Beware of Government Bearing Gifts

Many students look at the prospect of single-payer health care as a big step toward freedom. The thinking goes that, if government provides health care, everyday people will be “freed” from worry about health care and survival in order to pursue the higher things in life: art, inventing, writing, teaching, helping the community, etc.

Unfortunately, gifts from the government tend to come with strings attached, as students around the country are learning. In order to level the playing field, some school districts provided students with free laptops; others just use them during class. Sounds nice, right?

I can only imagine how cool free-laptops-for-all must have seemed to the students as they chatted on MySpace about their latest crush, Twittered about their ex-crush, downloaded music, played games, e-mailed their friends about teachers, did school work, or even just hung out in their rooms at home with a sweet new computer sitting on the desk.

So what’s the catch?

In true 1984 fashion, reports are coming out that government school employees use the laptops to watch the students in and out of class. By watch, I mean WATCH. In addition to monitoring everything done on the computer, school officials in Pennsylvania were turning on the webcams of the laptops when students were at home. It's one thing to monitor activities at school, but to watch everything at home is a tremendous overreach.

Here’s an excerpt from the class action civil lawsuit the Robbins family filed against Lower Merion School District in Ardmore, Pennsylvania:

Laptop Lawsuit privacy

Talk about a Trojan horse!

If you’d like to see Assistant Principal Dan Ackerman from Bronx’s Intermediate School 339 in New York watch students in class, check out minute 4:40 of the following video:


Disturbing quote of the day by Ackerman: “They don’t even realize we are watching… I always like to mess with them and take a picture.”

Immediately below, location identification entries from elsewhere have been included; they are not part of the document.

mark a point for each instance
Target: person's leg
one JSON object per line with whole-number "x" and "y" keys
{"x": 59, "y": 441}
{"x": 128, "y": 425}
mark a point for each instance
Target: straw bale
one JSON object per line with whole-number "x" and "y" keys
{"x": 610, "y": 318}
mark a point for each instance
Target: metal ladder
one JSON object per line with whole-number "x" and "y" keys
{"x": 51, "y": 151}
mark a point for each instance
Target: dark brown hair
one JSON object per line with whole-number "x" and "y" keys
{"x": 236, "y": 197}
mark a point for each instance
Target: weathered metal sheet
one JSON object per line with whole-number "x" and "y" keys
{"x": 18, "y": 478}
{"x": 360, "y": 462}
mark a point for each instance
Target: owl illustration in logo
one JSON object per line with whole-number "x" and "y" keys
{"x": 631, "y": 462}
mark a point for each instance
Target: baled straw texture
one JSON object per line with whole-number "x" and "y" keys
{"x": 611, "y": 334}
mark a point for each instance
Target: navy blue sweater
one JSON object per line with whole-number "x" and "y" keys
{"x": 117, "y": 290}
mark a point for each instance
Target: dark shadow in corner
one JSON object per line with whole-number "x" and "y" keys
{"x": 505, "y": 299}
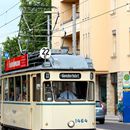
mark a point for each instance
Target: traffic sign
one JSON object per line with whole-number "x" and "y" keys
{"x": 45, "y": 53}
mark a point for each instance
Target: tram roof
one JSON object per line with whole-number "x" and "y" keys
{"x": 59, "y": 62}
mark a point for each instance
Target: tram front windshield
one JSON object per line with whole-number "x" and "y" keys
{"x": 71, "y": 91}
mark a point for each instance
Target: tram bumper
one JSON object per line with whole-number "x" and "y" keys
{"x": 69, "y": 116}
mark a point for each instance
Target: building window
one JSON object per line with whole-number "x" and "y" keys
{"x": 113, "y": 7}
{"x": 114, "y": 43}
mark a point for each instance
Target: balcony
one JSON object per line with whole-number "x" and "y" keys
{"x": 67, "y": 25}
{"x": 69, "y": 1}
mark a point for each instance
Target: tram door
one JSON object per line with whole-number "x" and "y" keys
{"x": 36, "y": 109}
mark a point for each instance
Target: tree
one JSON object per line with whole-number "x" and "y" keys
{"x": 33, "y": 23}
{"x": 11, "y": 46}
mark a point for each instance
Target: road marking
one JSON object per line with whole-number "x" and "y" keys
{"x": 102, "y": 129}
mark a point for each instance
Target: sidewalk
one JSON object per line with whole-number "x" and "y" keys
{"x": 114, "y": 119}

Remember, nothing in life is free. Government is a lot like your parents; if you don't want to be watched or told what you may or may not do, you have to provide for yourself. That's the price of freedom. If a seemingly-innocuous, free laptop comes with government voyeurs peeping in and out of school, what sort of privacy and freedoms do you think you’ll be sacrificing for the public option or a system of single-payer health care?